Quite soon, the world’s information infrastructure is going to reach a level of scale and complexity that will force scientists and engineers to think about it in an entirely new way. The familiar notions of command and control are being thwarted by realities of a faster, denser world of communication where choice, variety, and indeterminism rule. As CFEngine creator Mark Burgess points out in this insightful book, the myth of the machine that does exactly what we tell it has come to an end.
Information infrastructure such as computers, storage devices, and networks are by now relatively familiar; however, each generation of devices adds new ways to adapt to changing needs, and what happens inside them during operation has influences that originate from all over the planet.

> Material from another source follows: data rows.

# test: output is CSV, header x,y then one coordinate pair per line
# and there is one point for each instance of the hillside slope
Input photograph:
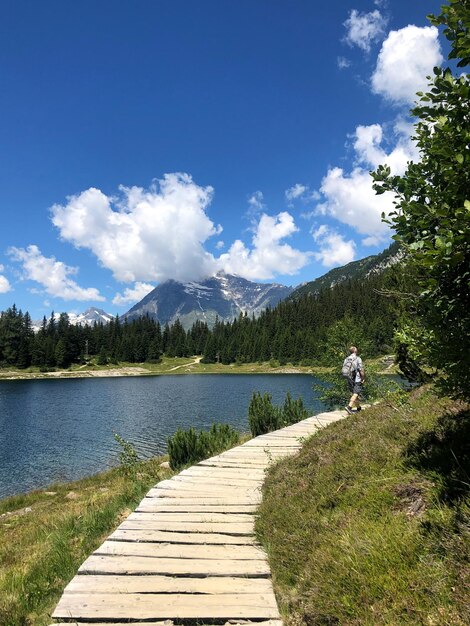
x,y
370,523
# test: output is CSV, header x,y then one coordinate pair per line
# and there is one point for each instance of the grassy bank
x,y
370,523
173,366
46,535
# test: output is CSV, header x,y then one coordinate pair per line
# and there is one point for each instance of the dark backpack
x,y
349,368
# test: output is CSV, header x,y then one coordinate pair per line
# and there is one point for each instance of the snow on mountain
x,y
90,316
224,296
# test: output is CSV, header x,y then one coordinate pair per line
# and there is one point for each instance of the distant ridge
x,y
223,296
374,264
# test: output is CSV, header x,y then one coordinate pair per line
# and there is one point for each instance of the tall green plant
x,y
264,417
432,210
189,446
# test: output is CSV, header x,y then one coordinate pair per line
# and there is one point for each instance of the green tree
x,y
432,213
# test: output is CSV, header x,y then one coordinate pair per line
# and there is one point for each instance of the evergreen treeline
x,y
60,343
295,331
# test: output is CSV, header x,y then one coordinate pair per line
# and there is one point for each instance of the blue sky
x,y
144,140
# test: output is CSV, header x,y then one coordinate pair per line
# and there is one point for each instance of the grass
x,y
46,535
173,366
370,523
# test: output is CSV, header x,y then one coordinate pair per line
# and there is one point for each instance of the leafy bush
x,y
293,411
128,457
264,417
189,446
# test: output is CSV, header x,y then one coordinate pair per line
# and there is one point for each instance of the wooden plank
x,y
92,584
166,606
203,487
181,551
190,527
202,502
165,497
207,517
229,463
104,564
213,496
208,490
270,622
146,535
207,482
230,472
175,507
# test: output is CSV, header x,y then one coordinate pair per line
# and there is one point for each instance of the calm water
x,y
61,430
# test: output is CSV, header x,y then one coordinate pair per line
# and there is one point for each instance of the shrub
x,y
264,417
293,411
189,446
128,457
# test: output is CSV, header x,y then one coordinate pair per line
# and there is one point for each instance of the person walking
x,y
353,370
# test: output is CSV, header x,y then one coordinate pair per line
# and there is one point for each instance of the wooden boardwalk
x,y
188,553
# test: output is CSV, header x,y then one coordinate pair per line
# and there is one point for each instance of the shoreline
x,y
130,371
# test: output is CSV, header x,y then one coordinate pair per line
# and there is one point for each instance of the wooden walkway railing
x,y
188,553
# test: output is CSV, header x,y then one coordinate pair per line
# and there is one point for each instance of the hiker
x,y
353,370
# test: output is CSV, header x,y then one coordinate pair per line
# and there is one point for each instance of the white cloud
x,y
295,192
302,192
52,275
135,294
5,286
350,198
407,56
343,62
256,201
144,235
334,249
363,29
268,256
369,150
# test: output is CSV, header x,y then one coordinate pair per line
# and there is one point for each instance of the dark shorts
x,y
355,387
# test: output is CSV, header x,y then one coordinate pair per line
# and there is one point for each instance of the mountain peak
x,y
223,296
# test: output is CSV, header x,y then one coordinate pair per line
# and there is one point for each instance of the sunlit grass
x,y
365,525
46,535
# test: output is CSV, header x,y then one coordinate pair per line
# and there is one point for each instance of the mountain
x,y
363,268
224,296
90,316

What makes us think we can rely on all this technology? What keeps it together today, and how might it work tomorrow? Will we even know how to build the next generation, or will be become lulled into a stupor of dependence brought about by its conveniences? To shape the future of technology, we need to understand how it works—or else what we don’t understand will end up shaping us. This book explores this subject in three parts:
* Part I, Stability: describes the fundamentals of predictability, and why we have to give up the idea of control in its classical meaning
* Part II, Certainty: describes the science of what we can know, when we don’t control everything, and how we make the best of life with only imperfect information
* Part III, Promises: explains how the concepts of stability and certainty may be combined to approach information infrastructure as a new kind of virtual material, restoring a continuity to human-computer systems so that society can rely on them.